I feel like we are a category that the church or at least Christian culture doesn’t know what to do with. Or maybe there’s just not as much open dialogue about it because not as many women do talk about it seems like a non-issue. Or maybe it’s just me.
As far as addressing the issue itself, that’s another conversation for another time. But I will say, as I’ve alluded to in other posts I have been out of a relationship now for 8 years mostly because the handful of guys I’ve been interested haven’t reciprocated. Which I’m completely fine with! I was saved a TON of heartbreak. But I bring up the time frame thing because in these last 8 years I’ve had many, many seasons and struggles. Some struggles are continuous cycles while others are more one-time life lesson types. I know that my own personal restlessness with this particular issue will cycle around. But I know the longer God has me single and the older I get, the more it will come up because again, he designed me to have… oh I’ll just say it… a high sex drive.
I will also say this, 3 times in Song of Solomon (2:7,3:5,8:4) we read: “I adjure you, O daughters of Jerusalem, that you not stir up or awaken love until it pleases.” The bride is talking about not awakening sexual desires until the right time in the context of purity. This was her prayer. So I do know that as single men AND women this needs to be a prayer that we are constantly repeating. What those verses don’t say is to kill sexual desire until it’s time. It says they are not be stirred up. It doesn’t mean that we don’t still have them, we are just to live a life that refrains from doing/saying/thinking etc things that will stir them.

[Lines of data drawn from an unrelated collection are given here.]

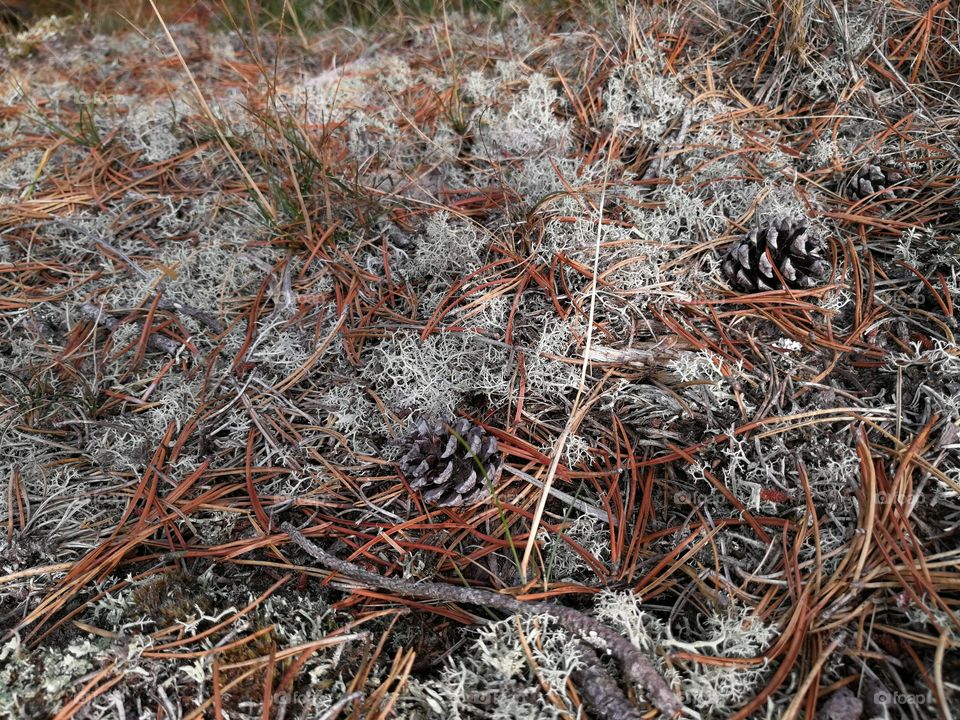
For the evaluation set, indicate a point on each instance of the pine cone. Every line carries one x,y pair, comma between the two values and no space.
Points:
768,257
448,470
872,179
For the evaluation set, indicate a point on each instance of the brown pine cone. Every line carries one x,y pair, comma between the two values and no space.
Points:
451,464
872,179
779,253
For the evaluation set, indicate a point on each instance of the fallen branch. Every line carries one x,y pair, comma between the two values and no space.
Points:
636,667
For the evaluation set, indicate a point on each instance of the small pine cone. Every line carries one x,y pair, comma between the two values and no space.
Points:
872,179
778,253
448,470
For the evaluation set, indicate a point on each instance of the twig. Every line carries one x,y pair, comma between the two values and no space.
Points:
601,692
157,342
584,507
637,669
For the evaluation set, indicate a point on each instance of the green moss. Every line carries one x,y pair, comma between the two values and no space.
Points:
170,597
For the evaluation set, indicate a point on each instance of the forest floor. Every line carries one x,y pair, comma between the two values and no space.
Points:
238,267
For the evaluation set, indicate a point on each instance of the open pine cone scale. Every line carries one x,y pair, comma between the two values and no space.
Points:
780,253
451,464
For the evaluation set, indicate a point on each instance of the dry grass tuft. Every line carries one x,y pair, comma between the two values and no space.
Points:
243,249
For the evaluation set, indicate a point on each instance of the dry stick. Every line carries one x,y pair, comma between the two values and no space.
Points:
637,669
601,692
155,341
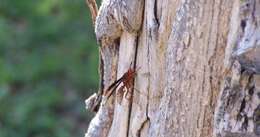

So I guess there’s some words of practical advice to tackle the issue itself after all. But the main reason behind this post was one-to outlet my own personal thoughts on the issue; two-to provide encouragement to other single women who are in the same boat I am; and three-to offer insight to others within the Church that it’s an issue that needs to be addressed more. We live in a world where anything can be sexualized and we as women are scrutinized for our bodies (whether by others or ourselves). There’s so much going on already, we shouldn’t feel ashamed or weird or heaven forbid like an inferior godly woman simply because we have an existing sex drive we’re striving to keep asleep until the right time but know full well it still exists.